のみならず日本における抽象表現の先駆として世界的なレベルでの多くの作品を残した恩地は、 「色と形を以つて、心を表現するのが、本来美術の純粋形態である筈だ。それが、美術は形を模さねばならぬものといつのまにか定められて了つてゐる。(中略)凡そ、知解にうつたへる芸術ほど下等なものはないのだ。すべての中間作品、通俗作品がそれである」(版芸術1932年 4月創刊号)と鋭く指摘したように、版画とか油彩とかの表現手段を超えて明確に自己の目指すものをつかみ、またそれを様々な材料と技法を使い表現することができた稀有な作家でした。
昨年は没後60年ということもあり、雑誌『月映』を記念した展覧会など、恩地孝四郎展がいくつも開催されました。さらに今年の1月13日からはホノルル美術館など海外から60点もの作品を集めた大回顧展が東京国立近代美術館で始まりました。
ときの忘れものでは、木版画を中心に水彩、素描など約20点をご覧いただきます。
●イベントのご案内
2月12日(金)18時より西山純子さん(千葉市美術館主任学芸員)を講師に迎えてギャラリートークを開催します(要予約/参加費1,000円)。
※必ず「件名」「お名前」「連絡先(住所)」を明記の上、メールにてお申込ください。
E-mail:
info@tokinowasuremono.com
■恩地孝四郎 Koshiro ONCHI(1891-1955)
1891年東京生まれ。竹久夢二に感化を受ける。東京美術学校で洋画・彫刻を学ぶが中退。藤森静雄・田中恭吉と[月映]を刊行。萩原朔太郎の詩集『月に吠える』の装幀と挿画を担当、28年『北原白秋全集』の装幀で装本家の地位を確立。抽象画の先駆者、また日本の版画界のリーダーとして大きな足跡を残した。『飛行官能』『海の童話』『博物誌』『虫・魚・介』など優れた自作装画本を刊行した。1955年永逝(享年63)。

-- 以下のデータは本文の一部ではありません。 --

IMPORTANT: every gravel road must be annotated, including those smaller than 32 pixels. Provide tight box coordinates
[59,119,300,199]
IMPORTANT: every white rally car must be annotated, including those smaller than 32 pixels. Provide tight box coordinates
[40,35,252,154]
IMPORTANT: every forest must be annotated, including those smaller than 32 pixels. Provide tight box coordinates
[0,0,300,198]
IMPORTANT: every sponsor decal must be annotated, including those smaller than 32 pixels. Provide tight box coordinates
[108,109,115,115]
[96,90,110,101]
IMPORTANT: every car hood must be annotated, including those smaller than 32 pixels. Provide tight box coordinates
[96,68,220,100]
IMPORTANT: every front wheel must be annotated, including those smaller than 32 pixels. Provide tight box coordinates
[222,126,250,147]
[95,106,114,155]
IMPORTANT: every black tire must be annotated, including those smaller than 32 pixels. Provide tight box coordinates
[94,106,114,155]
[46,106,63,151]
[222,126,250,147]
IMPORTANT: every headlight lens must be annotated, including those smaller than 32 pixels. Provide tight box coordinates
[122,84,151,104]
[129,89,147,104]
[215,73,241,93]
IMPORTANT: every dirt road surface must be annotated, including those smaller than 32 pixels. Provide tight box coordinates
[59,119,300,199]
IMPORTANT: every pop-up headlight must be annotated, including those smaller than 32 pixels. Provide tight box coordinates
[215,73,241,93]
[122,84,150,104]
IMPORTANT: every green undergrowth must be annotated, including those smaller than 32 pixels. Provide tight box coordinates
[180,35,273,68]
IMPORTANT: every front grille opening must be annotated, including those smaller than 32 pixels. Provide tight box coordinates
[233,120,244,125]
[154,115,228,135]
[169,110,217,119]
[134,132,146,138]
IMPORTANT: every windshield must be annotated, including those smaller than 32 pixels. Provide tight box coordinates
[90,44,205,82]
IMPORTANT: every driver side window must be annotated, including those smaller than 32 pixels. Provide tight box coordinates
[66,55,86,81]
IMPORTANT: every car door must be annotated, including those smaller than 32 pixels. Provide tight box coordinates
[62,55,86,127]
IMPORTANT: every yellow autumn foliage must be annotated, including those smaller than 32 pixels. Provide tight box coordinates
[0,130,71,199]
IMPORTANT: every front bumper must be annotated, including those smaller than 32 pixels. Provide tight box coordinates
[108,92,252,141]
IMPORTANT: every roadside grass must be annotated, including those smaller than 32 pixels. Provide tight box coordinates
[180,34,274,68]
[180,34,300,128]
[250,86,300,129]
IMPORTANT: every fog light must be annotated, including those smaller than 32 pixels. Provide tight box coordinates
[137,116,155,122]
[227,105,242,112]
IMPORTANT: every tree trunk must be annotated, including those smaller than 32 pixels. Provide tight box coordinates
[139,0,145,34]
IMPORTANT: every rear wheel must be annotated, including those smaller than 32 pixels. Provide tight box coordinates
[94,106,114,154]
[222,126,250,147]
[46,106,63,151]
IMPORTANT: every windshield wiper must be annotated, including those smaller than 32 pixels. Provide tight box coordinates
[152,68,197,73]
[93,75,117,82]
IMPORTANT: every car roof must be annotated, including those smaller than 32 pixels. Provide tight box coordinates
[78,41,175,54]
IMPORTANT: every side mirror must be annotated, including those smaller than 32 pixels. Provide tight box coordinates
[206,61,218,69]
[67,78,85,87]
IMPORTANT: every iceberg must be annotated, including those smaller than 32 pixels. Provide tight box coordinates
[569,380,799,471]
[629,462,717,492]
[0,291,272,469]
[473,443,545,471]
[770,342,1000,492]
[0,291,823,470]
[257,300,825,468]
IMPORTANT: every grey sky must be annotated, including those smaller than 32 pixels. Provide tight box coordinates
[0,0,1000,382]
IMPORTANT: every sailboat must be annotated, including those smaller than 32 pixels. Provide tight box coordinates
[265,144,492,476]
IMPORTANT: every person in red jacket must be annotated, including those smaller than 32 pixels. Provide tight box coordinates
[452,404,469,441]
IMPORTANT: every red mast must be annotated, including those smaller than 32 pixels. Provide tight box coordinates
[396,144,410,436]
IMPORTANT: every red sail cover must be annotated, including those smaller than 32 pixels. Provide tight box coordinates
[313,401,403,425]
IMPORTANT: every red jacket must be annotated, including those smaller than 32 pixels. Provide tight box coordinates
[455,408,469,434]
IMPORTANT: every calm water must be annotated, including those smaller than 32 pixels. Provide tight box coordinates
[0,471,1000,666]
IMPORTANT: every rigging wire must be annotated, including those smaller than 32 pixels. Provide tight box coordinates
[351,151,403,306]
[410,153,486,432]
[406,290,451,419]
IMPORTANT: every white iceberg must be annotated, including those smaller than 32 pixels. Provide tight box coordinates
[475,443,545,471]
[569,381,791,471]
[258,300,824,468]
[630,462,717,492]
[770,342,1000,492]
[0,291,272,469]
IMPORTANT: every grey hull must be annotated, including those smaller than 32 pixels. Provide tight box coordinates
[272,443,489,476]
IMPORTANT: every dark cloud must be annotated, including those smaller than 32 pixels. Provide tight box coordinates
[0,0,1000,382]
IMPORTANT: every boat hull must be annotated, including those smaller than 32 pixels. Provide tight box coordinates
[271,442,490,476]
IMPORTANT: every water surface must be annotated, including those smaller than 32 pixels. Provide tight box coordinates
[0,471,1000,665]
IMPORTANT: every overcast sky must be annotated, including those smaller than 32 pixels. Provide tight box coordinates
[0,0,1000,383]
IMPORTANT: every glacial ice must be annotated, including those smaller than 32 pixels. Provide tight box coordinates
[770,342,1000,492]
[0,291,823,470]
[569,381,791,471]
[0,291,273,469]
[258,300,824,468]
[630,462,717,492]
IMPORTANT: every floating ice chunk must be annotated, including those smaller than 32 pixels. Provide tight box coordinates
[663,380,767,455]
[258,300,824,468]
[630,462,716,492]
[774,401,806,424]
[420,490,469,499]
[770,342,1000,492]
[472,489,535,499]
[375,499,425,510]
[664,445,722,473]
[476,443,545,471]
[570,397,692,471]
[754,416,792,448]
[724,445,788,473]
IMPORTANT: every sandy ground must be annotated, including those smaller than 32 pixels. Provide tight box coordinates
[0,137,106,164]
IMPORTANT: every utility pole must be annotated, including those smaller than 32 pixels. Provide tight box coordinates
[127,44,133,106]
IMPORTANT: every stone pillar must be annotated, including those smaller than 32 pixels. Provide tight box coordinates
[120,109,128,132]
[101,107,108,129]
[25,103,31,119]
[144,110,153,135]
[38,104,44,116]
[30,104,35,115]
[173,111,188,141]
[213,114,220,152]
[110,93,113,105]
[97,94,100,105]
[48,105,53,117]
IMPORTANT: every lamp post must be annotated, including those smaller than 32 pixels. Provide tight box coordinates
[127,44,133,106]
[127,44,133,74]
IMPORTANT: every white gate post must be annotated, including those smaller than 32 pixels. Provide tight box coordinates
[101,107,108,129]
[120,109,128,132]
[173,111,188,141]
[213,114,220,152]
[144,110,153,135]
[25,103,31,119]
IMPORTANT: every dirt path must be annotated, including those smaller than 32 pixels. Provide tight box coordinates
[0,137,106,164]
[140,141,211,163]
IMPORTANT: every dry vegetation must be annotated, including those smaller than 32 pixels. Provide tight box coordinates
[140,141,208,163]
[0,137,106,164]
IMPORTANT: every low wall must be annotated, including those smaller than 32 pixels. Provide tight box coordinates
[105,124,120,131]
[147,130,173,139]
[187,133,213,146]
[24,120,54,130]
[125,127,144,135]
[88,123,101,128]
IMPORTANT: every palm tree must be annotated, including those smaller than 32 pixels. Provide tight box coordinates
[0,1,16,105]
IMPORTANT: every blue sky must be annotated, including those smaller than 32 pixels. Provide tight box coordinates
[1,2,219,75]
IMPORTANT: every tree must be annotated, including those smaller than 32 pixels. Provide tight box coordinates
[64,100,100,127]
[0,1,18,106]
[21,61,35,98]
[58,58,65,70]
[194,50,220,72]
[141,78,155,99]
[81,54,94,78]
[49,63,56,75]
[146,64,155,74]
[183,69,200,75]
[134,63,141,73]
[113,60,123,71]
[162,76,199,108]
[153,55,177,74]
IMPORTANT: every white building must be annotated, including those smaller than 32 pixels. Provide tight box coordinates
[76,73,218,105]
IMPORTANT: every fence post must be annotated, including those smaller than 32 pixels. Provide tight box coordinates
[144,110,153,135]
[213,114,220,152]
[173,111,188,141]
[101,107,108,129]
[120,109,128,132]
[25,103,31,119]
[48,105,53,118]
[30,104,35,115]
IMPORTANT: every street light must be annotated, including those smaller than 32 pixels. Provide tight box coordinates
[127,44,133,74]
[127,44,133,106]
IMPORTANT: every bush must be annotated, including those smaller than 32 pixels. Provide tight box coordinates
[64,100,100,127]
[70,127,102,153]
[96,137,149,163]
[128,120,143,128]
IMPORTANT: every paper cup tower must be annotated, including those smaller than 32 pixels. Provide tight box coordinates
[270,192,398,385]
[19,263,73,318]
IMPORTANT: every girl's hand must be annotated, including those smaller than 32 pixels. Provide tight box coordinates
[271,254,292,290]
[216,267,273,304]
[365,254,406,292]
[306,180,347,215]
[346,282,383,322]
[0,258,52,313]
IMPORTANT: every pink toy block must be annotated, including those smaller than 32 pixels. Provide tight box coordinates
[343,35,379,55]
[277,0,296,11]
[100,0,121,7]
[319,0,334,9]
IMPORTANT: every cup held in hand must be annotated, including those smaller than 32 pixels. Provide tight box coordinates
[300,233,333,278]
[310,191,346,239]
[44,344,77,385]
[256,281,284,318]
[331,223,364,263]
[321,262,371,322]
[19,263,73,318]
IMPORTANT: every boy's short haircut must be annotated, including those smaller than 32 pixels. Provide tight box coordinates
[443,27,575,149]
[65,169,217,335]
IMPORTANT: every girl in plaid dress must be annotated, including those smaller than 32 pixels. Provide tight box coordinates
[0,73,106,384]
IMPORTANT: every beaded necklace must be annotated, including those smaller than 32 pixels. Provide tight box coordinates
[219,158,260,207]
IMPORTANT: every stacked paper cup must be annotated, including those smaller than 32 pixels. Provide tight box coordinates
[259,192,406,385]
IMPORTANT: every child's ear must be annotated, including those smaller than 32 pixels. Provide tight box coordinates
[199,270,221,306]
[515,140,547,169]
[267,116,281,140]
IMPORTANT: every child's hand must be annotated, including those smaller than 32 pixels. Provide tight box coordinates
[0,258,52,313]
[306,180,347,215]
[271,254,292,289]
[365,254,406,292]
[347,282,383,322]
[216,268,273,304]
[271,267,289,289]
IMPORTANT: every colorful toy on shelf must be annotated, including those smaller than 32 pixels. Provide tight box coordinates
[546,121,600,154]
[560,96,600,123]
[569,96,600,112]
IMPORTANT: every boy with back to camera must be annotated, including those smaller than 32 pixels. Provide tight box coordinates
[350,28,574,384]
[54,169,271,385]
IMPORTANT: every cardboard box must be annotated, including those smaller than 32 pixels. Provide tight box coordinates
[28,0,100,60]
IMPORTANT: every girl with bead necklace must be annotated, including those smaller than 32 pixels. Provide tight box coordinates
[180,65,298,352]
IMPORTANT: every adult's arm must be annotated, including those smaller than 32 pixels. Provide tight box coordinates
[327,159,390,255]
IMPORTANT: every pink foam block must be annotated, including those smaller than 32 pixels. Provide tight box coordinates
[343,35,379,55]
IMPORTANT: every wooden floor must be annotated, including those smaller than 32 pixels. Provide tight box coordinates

繊細でシャープな抽象作品の数々が、創作版画のみならず日本における抽象表現の先駆として高く評価されている恩地孝四郎ですが、94年に横浜美術館で開催された回顧展では、初期から晩期にいたる版画作品をはじめ、本の装幀、オブジェ、写真作品などが網羅され、この画家の才能がいかに時代に先駆けていたかを改めて再認識させるものでした。